4/8/25

460. La senda del esclavo 2

    No fue necesario que me cruzara con Javi cuando salí del cajero automático situado en la zona alta del pueblo. Su melena era más larga de lo que recordaba y seguía vistiendo como Slash, su ídolo. Mientras que yo iba vestido como siempre, pero con el pelo rapado como nunca: casi al cero.

    Tampoco hizo falta que me dijera que se iba al instituto a hacer fotocopias y ordenar la biblioteca. Él estaba cumpliendo con la prestación social sustitutoria, y yo estaba agotando mi permiso de salida, a la espera de coger el tren que dentro de media hora me llevaría al autobús que me dejaría en el cuartel militar.

    No me hizo falta saber nada de eso para darme cuenta de que el mayor error de mi vida fue no haber optado por la objeción de conciencia.
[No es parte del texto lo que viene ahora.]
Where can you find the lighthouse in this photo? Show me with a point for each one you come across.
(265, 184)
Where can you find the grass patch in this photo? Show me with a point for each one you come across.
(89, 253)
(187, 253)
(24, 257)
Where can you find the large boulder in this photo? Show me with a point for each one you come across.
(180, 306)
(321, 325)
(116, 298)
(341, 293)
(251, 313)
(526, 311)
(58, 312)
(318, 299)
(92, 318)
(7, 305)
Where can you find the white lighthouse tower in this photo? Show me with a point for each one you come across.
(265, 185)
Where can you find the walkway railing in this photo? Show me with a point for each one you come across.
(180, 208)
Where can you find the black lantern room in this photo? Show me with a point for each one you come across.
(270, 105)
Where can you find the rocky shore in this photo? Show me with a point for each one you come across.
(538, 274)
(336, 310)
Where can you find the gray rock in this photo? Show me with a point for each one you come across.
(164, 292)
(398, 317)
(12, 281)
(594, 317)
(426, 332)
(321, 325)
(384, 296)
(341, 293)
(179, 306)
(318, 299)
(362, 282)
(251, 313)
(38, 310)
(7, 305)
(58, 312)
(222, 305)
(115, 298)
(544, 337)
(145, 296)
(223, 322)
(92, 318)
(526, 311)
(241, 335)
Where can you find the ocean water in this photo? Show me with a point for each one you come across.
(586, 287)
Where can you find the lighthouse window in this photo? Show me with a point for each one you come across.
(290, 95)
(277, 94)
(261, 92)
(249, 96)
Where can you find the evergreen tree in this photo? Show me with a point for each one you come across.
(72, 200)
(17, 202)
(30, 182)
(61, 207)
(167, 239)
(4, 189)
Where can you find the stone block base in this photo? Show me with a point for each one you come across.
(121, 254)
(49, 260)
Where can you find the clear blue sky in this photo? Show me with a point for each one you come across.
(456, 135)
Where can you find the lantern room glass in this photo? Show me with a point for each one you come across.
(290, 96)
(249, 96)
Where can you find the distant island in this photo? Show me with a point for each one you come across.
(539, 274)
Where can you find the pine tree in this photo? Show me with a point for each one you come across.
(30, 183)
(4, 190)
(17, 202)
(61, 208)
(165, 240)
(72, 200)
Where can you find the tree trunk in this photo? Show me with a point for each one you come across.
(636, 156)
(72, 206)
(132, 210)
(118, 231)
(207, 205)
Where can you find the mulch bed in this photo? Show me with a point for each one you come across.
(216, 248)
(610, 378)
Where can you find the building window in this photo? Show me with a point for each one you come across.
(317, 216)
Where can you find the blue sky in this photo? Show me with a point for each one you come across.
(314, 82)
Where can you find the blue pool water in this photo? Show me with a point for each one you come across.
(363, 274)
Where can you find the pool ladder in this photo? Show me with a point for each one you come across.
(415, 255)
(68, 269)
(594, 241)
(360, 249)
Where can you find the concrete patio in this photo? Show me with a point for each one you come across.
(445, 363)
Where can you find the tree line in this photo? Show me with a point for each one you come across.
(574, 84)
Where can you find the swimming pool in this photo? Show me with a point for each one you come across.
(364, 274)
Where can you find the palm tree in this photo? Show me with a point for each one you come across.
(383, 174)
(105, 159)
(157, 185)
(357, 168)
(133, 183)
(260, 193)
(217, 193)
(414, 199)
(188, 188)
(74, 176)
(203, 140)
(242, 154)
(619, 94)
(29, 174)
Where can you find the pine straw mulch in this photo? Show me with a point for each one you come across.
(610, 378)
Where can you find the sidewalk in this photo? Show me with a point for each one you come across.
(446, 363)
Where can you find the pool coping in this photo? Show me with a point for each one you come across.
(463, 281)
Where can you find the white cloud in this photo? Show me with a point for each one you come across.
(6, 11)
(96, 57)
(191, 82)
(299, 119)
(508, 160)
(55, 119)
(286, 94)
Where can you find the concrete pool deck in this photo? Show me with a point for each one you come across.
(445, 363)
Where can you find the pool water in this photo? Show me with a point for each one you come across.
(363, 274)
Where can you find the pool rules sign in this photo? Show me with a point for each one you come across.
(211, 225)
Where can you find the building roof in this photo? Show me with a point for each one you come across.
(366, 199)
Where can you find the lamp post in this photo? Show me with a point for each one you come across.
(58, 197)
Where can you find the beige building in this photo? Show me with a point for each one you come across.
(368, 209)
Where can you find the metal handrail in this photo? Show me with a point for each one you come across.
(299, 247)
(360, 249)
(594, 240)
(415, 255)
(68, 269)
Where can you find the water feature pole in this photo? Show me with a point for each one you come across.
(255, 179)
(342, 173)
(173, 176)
Y que, por consiguiente, en un recinto carcelario, sometido a una disciplina absurda y humillante como nunca imaginé, malgastara de la peor manera posible nueve meses irrecuperables de mi tiempo.
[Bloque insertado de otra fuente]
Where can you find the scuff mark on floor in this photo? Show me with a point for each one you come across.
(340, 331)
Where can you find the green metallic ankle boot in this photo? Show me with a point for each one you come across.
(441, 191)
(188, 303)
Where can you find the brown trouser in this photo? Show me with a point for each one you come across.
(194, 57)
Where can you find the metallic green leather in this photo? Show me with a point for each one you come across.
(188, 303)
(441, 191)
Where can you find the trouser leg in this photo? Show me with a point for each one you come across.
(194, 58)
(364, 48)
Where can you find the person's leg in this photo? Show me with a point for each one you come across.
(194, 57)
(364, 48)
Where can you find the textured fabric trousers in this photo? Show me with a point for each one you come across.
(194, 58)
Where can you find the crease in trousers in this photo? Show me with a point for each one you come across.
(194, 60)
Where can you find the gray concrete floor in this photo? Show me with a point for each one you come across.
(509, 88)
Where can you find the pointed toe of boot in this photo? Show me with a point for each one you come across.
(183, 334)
    Lo único positivo de aquella basura fue cuando el hombrecito endiosado de más rango de todos los que parasitaban allí, ordenó que rompiéramos filas por última vez. Acto seguido, se apoderó de mí una alegría inmensa como el cielo y profunda como el océano, solo equiparable, sin duda, a la que sentiré cuando me jubile.

    Aquel paréntesis inservible finalizó en mayo de 1993. Volví a tocar a la puerta empresarial del Lluiset y, tal y como me aseguró, la volvió a abrir, esta vez sin ilegalidades en el contrato laboral y con unas condiciones aceptables. De nuevo transitaba por la senda del esclavo, y con la lección bien aprendida: no llegar nunca tarde, nunca molestar y siempre obedecer y producir. El Sistema me había preparado bien para ello desde preescolar.

    Domesticado y adaptado para la causa, no solo trabajaba. También ahorraba, gastaba, trasnochaba, erraba, acertaba, reía, me enojaba y, en definitiva, vivía. Entre todas esas cosas, me saqué el carnet de conducir y me compré un coche. 

    Sin que me diera cuenta, llegó el año 1995 y una crisis de poca envergadura en la que el Lluiset tuvo que prescindir de alguno de sus proletarios, entre ellos yo. Al mismo tiempo, el jefe de una sucursal de una conocidísima empresa pública, de la cual abominan muchas personas que conducen, y cuya gestión es privada, necesitaba a un chaval joven y responsable hasta el final del verano. Este chaval debía poder desplazarse y que tuviera, como mínimo, el graduado escolar y FP1.

    Quiso el universo que ese hombre necesitado no solo conociera a mi padre, sino que le preguntara a él si sabía de un chaval con tales requisitos. Quizá penséis que mi padre fue un tipo influyente en ciertos ámbitos, pero no es así. En su época laboral, no fue más que un mando intermedio de la empresa en la que trabajó. Solo que esa empresa, desde que se creó, posee una importancia capital en la economía mundial por el producto insustituible que vende.

    El caso es que el chaval elegido antes tenía que enfrentar un test de personalidad y otro de conducta. El primero de quinientas preguntas y el segundo de trescientas. Después de un descanso de media hora, venían unos ejercicios de agilidad mental o algo así, consistentes en una veintena de dibujos muy simples que se sucedían en un orden lógico de complicación, pero inacabado. No te daban tiempo suficiente para finalizarlos. Se trataba de comprobar cuán lejos podías llegar. Por último, tachaaaaaaaan, disfrutabas de una amena entrevista de veinte minutos con un psicólogo.

    Si después de todo eso te consideraban apto, estabas dentro. Y así fue como a los veintidós años empecé a trabajar en la ITV.